Believing: An artist at work

Author: Michael Garvey '74

Michael Garvey

The great Jacques Maritain may have been less authoritative an art critic than a philosopher, but it’s difficult not to sympathize with his grumpy remark that far too many of the artists of his own era had found “a means of releasing the resentments of a boorish soul and getting at little cost the admiration of an idiotic public.”

Maritain’s comment was made in 1952, six years before Father Martin Lam Nguyen was born, but it could as easily, and justifiably, be made of many artists today, though certainly not of Father Nguyen, CSC, who works in a roomy studio in the Holy Cross Annex, an old Quonset hut building in the scrub grove between the Holy Cross Cemetery and the north bank of Saint Mary’s Lake.

There are huge windows on the studio’s eastern wall, and one morning a few weeks ago, the studio was resplendent with anomalous winter sunlight. It also was so still that the occasional cascade of melting ice on the corrugated metal surface of the roof was startling; as if the sunlight itself were clearing its throat and demanding one’s attention.

Father Nguyen

Father Nguyen seemed not to notice these scrapes and crashes, however. His attention was already focused elsewhere, specifically toward the studio floor and the wooden frame on which he was stretching and treating a massive canvas. Perhaps 7-by-5 feet, its surface was one of the 10 which would comprise his latest work.

It will take some time. As presently conceived, Neighbors, as Nguyen has tentatively titled his project, will not be complete until he has painted 17 rows of 14 individual portraits on each of these canvases, some 2,800 portraits in all. When he’s working at full tilt, he completes five of these miniatures a day. “I enjoy the work, but it can be very tiring,” he said.

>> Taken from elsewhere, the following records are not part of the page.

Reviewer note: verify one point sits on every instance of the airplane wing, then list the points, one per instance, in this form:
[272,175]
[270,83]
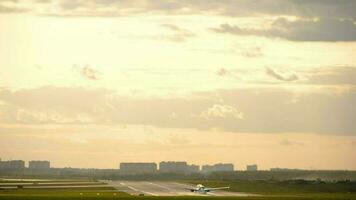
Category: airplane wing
[218,188]
[191,189]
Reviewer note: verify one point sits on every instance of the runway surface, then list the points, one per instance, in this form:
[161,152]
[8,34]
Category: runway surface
[160,188]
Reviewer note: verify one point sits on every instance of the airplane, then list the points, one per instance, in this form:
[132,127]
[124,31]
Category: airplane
[202,189]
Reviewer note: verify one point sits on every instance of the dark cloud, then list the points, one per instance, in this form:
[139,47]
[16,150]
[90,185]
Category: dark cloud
[242,110]
[324,29]
[270,72]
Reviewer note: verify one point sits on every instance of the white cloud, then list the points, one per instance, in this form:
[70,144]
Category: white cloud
[221,111]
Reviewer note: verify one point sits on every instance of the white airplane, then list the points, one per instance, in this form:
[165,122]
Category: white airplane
[202,189]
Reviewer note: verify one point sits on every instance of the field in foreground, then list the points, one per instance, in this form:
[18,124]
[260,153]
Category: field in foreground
[76,194]
[267,190]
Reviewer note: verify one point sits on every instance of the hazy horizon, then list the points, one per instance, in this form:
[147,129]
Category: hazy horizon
[92,83]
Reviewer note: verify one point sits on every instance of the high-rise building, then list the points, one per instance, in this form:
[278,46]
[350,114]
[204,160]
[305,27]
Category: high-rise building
[251,167]
[173,167]
[12,164]
[194,168]
[37,164]
[220,167]
[138,168]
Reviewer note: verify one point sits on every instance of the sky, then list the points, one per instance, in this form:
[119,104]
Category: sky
[92,83]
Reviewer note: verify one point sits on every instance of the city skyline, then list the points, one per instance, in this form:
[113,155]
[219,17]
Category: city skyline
[92,83]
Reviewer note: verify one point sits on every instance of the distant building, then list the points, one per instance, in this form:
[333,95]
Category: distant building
[193,168]
[284,169]
[221,167]
[37,164]
[12,164]
[173,167]
[251,168]
[138,168]
[177,167]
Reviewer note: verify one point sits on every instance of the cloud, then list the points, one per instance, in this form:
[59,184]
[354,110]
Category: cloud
[222,72]
[89,73]
[221,111]
[179,34]
[286,142]
[270,72]
[343,75]
[323,29]
[234,8]
[11,9]
[263,110]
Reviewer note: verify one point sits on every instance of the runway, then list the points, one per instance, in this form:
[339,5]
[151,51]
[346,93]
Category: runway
[161,188]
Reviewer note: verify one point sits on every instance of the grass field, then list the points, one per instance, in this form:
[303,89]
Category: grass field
[268,190]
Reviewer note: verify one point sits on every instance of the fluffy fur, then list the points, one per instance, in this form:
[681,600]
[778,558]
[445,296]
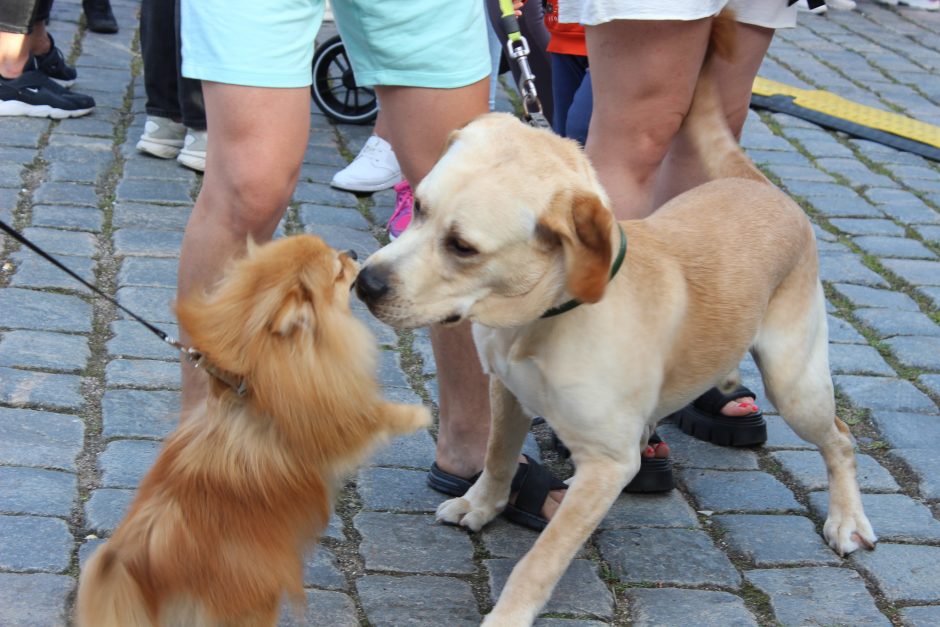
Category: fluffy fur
[512,221]
[217,531]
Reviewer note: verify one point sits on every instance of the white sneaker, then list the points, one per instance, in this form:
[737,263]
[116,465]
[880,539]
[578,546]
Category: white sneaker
[375,168]
[193,154]
[162,137]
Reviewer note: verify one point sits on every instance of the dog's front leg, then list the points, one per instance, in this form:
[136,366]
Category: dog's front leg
[596,485]
[489,495]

“I’m better with images than with words,” he apologized, “but one way I could describe what I’m doing is getting at the question asked of Jesus in Luke’s Gospel: ‘Who is my neighbor?’ Oh, and also at the Zen expression that all past is present.”

The ensuing silence was again accentuated by the roar of melting ice outside as Father Nguyen stood up and turned toward the first of the canvases, which is nearly finished. “In some ways, this is what God sees.”

Hundreds of people looked out from the canvas in all directions, each selected from one of the thousands of photographs strewn about the studio, each studied beneath a magnifying glass, each sketched first in pencil and then painstakingly painted from the constellation of bright oils on the palette which lay on a nearby worktable.

The artist who had selected, studied, sketched, arranged and painted them there smiled as his glance darted from portrait to portrait, and a visitor, marveling at the simultaneous mass and specificity of all those faces and gazes, remembered what G.K. Chesterton said about Saint Francis of Assisi, how “he treated the whole mob of men as a mob of kings.”

Asked if he considered his work “religious art,” Father Nguyen shrugged. “I don’t know. I do know that I think of my ministry as a priest and my work as an artist as one and the same.” He smiled and added, “I sometimes say the rosary while I sit and look at these faces. It’s very calming.”

As do his previous works, Neighbors draws deeply from Father Nguyen’s own life. Many of the faces are those of friends and acquaintances. Anyone from the Notre Dame community or the Congregation of Holy Cross or St. Joseph County or the Diocese of Fort Wayne/South Bend or from the Vietnamese communities of Indiana and Michigan would surely recognize several faces. Some of the faces are drawn from funeral memorial cards, some are local celebrities, and some are from snapshots taken by Father Nguyen’s confreres in Uganda and Bangladesh.

The daunting scale and intricacy of this work in progress characterizes all Father Nguyen’s previous works as well. Mountain Waits, which he completed some 10 years ago, is a vast montage of 3,000 rice paper flags featuring ink and graphite images of the craggy islands of Ha Long Bay, a remembrance of Father Nguyen’s final glimpse of his native Vietnam from a fishing boat as he and his family fled the country in 1979. Face to Face, which he finished in 2007, is a series of 365 exhaustively etched drawings, each from a different photograph of one 5-year old girl, taken every day of the year from 2001 to 2002.

One of Father Nguyen’s brother Holy Cross priests, Father Nicholas Ayo, concisely described Face to Face as a “graphic litany.” It was easy to see something of that in this artist’s latest project, too, especially while standing in a Quonset hut studio in midwinter, where each abrupt calving of melting roof ice made the stillness rise up and surround its crash, as if any sound at all, any sight at all, any face at all, could be a prayer.